I got to cook something before I give out. Chicken-something.  I just wanted to explain why I had nothing interesting or entertaining to write this afternoon. I am sure many will not care. It isn’t like I am a lock on writing something that will float your boat or comb your hare. But, hey, I have to write something. It’s my thing. This is it for today, friends and neighbors

 

 

The slow-moving summer storm. Get ya one!

Houston Channel 13’s new Super Duper Mega Doppler radar shows a thunderstorm about 3 miles away from my present location. I can hear the thunder and see the lightning. Does that not mean I see the thunderstorm or that we are experiencing a thunderstorm?

I think about things such as that. The one thing I wanted to be when I grew up that I didn’t reach was being a TV weatherman. My Dad even helped me make a map inside a clear plastic sleeve so I could write temps down upon it using a grease pencil. Man, if I had all the stuff out there today on the Internet I probably would be retiring as a weatherman right about now. Heck, I’d have to retire because you can’t have a fat, bald weatherman.
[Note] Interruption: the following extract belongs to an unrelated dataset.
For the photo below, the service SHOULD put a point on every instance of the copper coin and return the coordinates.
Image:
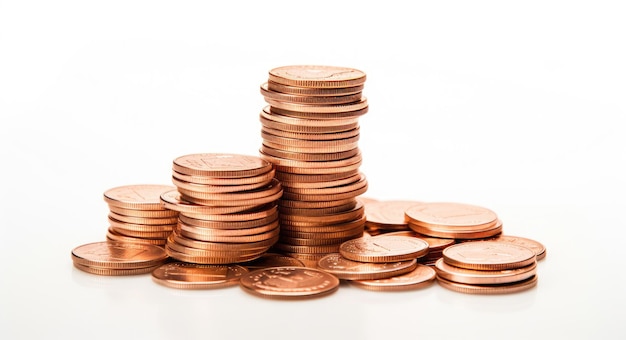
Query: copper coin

Actually, I am just as content to sit and watch the weather. My ideal place to live must have a perfect perch to watch storms. Down here in the humid-itity subtropical world you watch the storm blow in, the trees swaying like a Hula dancer and the lightning lighting up like an extraterrestial blood vein. Then comes the rain. You watch it puddle and drip ’till it drips no more.

Then you head inside the house for the A/C because the sun will come out and you will live in Sauna Land.

Since I have been sitting here, writing, the storm hasn’t seemed to move. It is “training” as the weather geeks say. Here is what the National Weather Service in Lake Charles says:

SIGNIFICANT WEATHER ADVISORY FOR HARDIN…JASPER…NEWTON… TYLER…JEFFERSON AND ORANGE COUNTIES…SIGNIFICANT WEATHER ADVISORY FOR BEAUREGARD…ALLEN…ACADIA…CALCASIEU…JEFFERSON DAVIS… VERMILION AND CAMERON PARISHES UNTIL 515 PM CDT… AT 415 PM CDT…NATIONAL WEATHER SERVICE METEOROLOGISTS DETECTED A LINE OF STRONG THUNDERSTORMS FROM NEAR LAKE ARTHUR THROUGH LAKE CHARLES AND ORANGE TO NEAR JASPER. THE LINE WAS NEARLY STATIONARY. THE PRIMARY THREATS FROM THESE STORMS ARE CONTINUOUS LIGHTNING AND PEA TO NICKEL SIZE HAIL. SEEK SHELTER IN A SAFE HOME OR BUILDING UNTIL THESE STORMS HAVE PASSED. THESE STORMS COULD PRODUCE RAINFALL AMOUNTS OF ONE TO TWO INCHES IN A SHORT PERIOD OF TIME…RESULTING IN PONDING OF WATER AROUND LOW LYING ROADWAYS.

Enjoy the storm if you’ve got one and even if you don’t, be careful out there.